There are an awful lot of affairs that are never discovered, I'm convinced of it.

HecateHarshPants · 05/08/2012 18:06

Not unless you lock yourselves in the house and throw away the key Grin

You can control what you choose to do, but you can only trust that the other person in the relationship will not betray you.

WoodlandHills · 05/08/2012 18:06

Yes, I agree with crispycod ...I have never told DH that I would definitely end it if he cheated for that very reason.

And absolutely Shock at lovebunny! what era was that in?

OP posts:
RubyFakeNails · 05/08/2012 18:08

No, you can't and I think everyone is capable of cheating.

Social networking, mobiles etc give people more ways in which to conduct their cheating and I'm sure I've heard that Facebook has become a factor in quite a few divorces (can't remember exact stats) but there will always be people who cheat and those who don't but I don't think its a pathological thing its more circumstances that have an effect.

ViviPru · 05/08/2012 18:12

Totally agree with everything LWitW says. Thank you for articulating (much more succinctly than I could have) precisely what I would liked to have contributed to this

Kiwiinkits · 05/08/2012 18:52

It's easy to feel like you feel, WoodlandHills, only two years into a marriage. Come back in six or seven years and tell us whether you still only have eyes for your DH. I guess all I'm saying is that all marriages go through ebbs and flows. The trick is to ride out the ebbs without resorting to dishonest and hurtful behaviour.

WoodlandHills · 05/08/2012 19:05

It's a shame that the ecstasy of falling in love, the butterflies, the excitement and exhillaration of being with that person, fall on the wayside as life progresses. Not everybody would agree with that but I would say that the high octane adrenaline rush isn't sustainable and I don't believe people who say that it is; it's a physiological thing

^^ This

If this could be sustained I very much doubt affairs would happen

DH and I still have this to a certain extent, but nowhere near as strong as it was in the beginning. I believe it is very rare. I have certainly never had "it" past about 3 - 6 months in past relationships.

OP posts:
GhostShip · 05/08/2012 19:12

If they're going to do it they'll do it.

I wouldn't want to 'cheat proof' my relationship. They should stay faithful because they want to not because they have to and have no opportunity to cheat.

MammaTJisanOlympicSumoWrestler · 05/08/2012 19:18

I never in a millions years would have thought my ExH would have cheated on me. I made it very clear that it would not be acceptable.

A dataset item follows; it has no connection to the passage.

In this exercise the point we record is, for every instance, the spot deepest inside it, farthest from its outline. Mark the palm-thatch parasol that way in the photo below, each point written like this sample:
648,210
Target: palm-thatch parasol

He had been married to his first wife for 10 years when they split. I think he started shutting down to her and she had an affair. Of course, to him, it was all her fault, she was the one who had the affair. I believed it until 5 months before he left me. He started shutting down to me. I think he was aiming to push me in to an affair, not my style!!

This was after 10 years together. He walked out three weeks before Christmas, denied there was anyone else. Then I got his mobile phone bill!! That told a different story.

He has now been with her for 9 years, I rather think her time may be running out!

panicnotanymore · 05/08/2012 19:55

No you can't. If someone is the type to cheat they will find a way. If they aren't they won't. Unfortunately it isn't possible to identify who will and who won't.

GhostShip · 05/08/2012 19:56

My mum always said 'your (step)dad would walk over broken glass and past a room of naked women before he cheated'. 17 years down the line he shagged the next door neighbour, mum of my brothers friend.

You just never know :(

GhostShip · 05/08/2012 19:58

And I think things change, someone who once wouldn't have cheated won't always be that way.

hermioneweasley · 05/08/2012 20:01

I think if you actively work on your relationship, keep love and sex alive and have open and effective communication, you can decrease the chances of partners getting involved elsewhere.

MammaTJisanOlympicSumoWrestler · 05/08/2012 20:10

hermioneweasley that's all fine and dandy of both of you are enganged in doing that. It does not work as a one sided thing.